Ah gotcha! Sorry my head had wandered off trying out some new dance steps .I simply wanted to make a distinction of "tribal art" as in cave paintings and in dance-and-songs that preserved the history by and for a tribe. They are called "folklore art" in my language. There are two very strong elements to them: 1. they must be appealing to the artistic senses (whatever those are), and 2. they must uphold the tradition by not changing the piece. This second part is the one thing that I wanted to so desperately point out separates cultural / commissioned / industrial art from creative arts.
In the folklore tradition, in the deep past, the stories were told unchanged. The songs were sung the same way, and there were no variations in the dance steps from an original.
That said, this preservation was more an effort than an all-out success. Some generations did change the content, even if ever so slightly.

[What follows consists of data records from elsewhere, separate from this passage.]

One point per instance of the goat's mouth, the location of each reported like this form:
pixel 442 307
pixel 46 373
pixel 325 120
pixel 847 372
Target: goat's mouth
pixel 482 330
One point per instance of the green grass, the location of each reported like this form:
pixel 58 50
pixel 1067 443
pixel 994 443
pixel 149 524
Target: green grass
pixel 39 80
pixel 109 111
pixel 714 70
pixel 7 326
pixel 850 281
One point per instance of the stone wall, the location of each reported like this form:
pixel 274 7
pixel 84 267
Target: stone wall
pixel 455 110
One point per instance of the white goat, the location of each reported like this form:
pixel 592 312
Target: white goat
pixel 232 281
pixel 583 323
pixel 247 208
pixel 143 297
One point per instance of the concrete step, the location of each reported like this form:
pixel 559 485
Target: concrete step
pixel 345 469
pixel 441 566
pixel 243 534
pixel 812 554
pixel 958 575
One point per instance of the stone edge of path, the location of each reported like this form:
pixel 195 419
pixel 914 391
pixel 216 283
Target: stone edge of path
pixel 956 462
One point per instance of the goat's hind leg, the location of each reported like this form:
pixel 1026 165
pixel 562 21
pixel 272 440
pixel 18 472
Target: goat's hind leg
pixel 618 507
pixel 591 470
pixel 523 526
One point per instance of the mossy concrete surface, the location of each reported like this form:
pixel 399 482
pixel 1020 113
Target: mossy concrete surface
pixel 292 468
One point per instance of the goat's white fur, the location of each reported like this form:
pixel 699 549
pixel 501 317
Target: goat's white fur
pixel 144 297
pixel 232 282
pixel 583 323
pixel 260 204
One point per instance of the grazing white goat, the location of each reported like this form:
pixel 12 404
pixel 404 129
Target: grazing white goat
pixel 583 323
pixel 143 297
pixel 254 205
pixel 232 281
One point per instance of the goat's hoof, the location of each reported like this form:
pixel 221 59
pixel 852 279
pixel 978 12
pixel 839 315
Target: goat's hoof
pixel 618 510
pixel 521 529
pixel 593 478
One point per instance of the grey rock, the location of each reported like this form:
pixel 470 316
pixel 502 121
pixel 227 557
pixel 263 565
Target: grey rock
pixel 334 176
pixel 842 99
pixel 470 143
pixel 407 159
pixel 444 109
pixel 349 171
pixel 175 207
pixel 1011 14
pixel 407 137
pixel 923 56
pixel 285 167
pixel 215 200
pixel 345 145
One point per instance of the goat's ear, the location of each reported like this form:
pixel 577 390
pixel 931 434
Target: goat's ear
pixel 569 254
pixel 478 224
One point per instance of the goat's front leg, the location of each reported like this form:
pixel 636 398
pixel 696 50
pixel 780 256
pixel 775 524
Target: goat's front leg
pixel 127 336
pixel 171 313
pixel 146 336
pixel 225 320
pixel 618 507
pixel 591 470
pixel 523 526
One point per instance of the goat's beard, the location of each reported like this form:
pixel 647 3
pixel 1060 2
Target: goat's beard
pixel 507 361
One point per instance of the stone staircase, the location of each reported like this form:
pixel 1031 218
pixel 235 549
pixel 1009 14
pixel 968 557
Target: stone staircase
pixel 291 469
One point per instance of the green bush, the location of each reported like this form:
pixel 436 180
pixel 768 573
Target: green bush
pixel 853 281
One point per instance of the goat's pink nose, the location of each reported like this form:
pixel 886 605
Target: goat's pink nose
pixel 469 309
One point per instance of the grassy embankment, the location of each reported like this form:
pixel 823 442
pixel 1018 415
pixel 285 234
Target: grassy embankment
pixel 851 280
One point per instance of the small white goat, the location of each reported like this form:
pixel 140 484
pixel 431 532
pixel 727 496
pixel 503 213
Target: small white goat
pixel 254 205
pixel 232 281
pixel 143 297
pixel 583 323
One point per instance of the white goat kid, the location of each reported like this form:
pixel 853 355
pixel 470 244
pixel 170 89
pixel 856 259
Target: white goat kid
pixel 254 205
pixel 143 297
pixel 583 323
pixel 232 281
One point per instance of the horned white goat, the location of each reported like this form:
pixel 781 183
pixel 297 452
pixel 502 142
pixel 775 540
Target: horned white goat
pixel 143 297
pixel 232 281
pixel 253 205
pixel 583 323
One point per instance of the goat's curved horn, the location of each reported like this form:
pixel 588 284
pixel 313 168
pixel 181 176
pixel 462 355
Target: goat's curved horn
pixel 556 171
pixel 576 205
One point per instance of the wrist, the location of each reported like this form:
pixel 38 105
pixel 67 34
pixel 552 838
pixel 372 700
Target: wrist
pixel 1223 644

So even though the songs, lyrics and dances lifted the spirit of the tribal members, they were emotive and mood-generating, they were not the brain children of the creative efforts of the performers.
Whereas today more and more never-before-heard, catchy, beautiful, spirit-lifting poetry and songs are made by artists, and the public values these individual creative efforts. In the song-and-dance you talked about before, there were no ongoing creative efforts.
Yeah, that's true.
Right, hence your talk of -So I am trying to say that many people in this thread put down that to them art comes from within, it is a giving out of the self, writing a poem, story, song, takes them down to depths they can't fathom, etc. etc. etc., but the other kind, which you surprised our readership here with, the traditional carrying on of old tales, can't be reconciled with the process when this incredible need to put out what's inside a person makes peole poe, sing, or dance.
It's an interesting idea. We have psychology and sociology, but 'a culture of individualism' is a bit of a conundrum, maybe needs a new meta philosophical approach. An anthropologist mate of mine reckons 'the individual' was invented, I forget, a couple of hundred years ago, something like that. Not exactly sure what she meant, but it feels sort of right. And what you're saying about art reflects that.There should be a branch of philosophy that treats human endeavours from two points of view, each, and without exception: from the individual's point of view, and from society's point of view. One shall be forced to realize that there are two religions, two moralities, two emotions, two laws, two educational systems, two institutions of each kind, two of everything, as the needs and understandings of individuals are incredibly (but not wholly) different from those of society.